C'est ainsi que le sens droit, l'esprit logique qui dirigeaient les architectes de ces époques, leur commandaient de changer les formes des détails, comme de l'ensemble de leur architecture, à mesure qu'ils modifiaient les moyens de construction. Dans les balustrades construites, c'est-à-dire composées de points d'appui isolés et d'une assise de couronnement, on remarquera que la partie supérieure des balustrades est, comparativement aux points d'appuis, très volumineuse. Il était nécessaire en effet de charger beaucoup ces points d'appui isolés pour les maintenir dans leur aplomb. Quand les balustrades furent prises dans un seul morceau de pierre, au contraire, on donna de la force, du pied à leur partie inférieure, et de la légèreté à leur partie supérieure, car on n'avait plus à craindre alors les déversements causés par la multiplicité des lits horizontaux.
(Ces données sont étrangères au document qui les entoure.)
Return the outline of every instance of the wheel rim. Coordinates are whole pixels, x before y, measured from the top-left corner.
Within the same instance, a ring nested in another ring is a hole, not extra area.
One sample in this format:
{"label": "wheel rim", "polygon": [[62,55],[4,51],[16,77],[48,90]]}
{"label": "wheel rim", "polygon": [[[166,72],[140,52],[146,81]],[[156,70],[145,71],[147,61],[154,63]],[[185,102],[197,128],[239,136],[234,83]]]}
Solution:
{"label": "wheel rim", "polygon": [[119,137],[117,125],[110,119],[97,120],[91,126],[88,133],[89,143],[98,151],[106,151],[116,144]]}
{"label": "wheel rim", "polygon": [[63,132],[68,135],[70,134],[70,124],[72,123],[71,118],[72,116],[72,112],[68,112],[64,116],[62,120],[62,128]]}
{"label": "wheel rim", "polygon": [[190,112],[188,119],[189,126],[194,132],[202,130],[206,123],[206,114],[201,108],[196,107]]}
Les balustrades des grandes galeries de la façade et du sommet des deux tours de la cathédrale de Paris sont taillées conformément à ce principe (7); leur pied s'empatte vigoureusement et prolonge le glacis du larmier de la corniche; un ajour en quatre-feuilles donne une décoration continue qui n'indique plus des points d'appuis séparés, mais qui laisse bien voir que cette décoration est découpée dans un seul morceau de pierre; un appui saillant, ménagé dans l'épaisseur de la pierre, sert de larmier et préserve la claire-voie. Aux angles, la balustrade de la grande galerie est renforcée par des parties pleines ornées de gros crochets saillants et de figures d'animaux, qui viennent rompre la monotonie de la ligne horizontale de l'appui (voy. ANIMAUX). La balustrade extérieure du triforium de la même église, plus légère parce qu'elle couronne un ouvrage de moindre importance, est encore munie de l'empattement inférieur nécessaire à la solidité. Cet empattement, pour éviter les dérangements, est posé en feuillure dans l'assise du larmier (8).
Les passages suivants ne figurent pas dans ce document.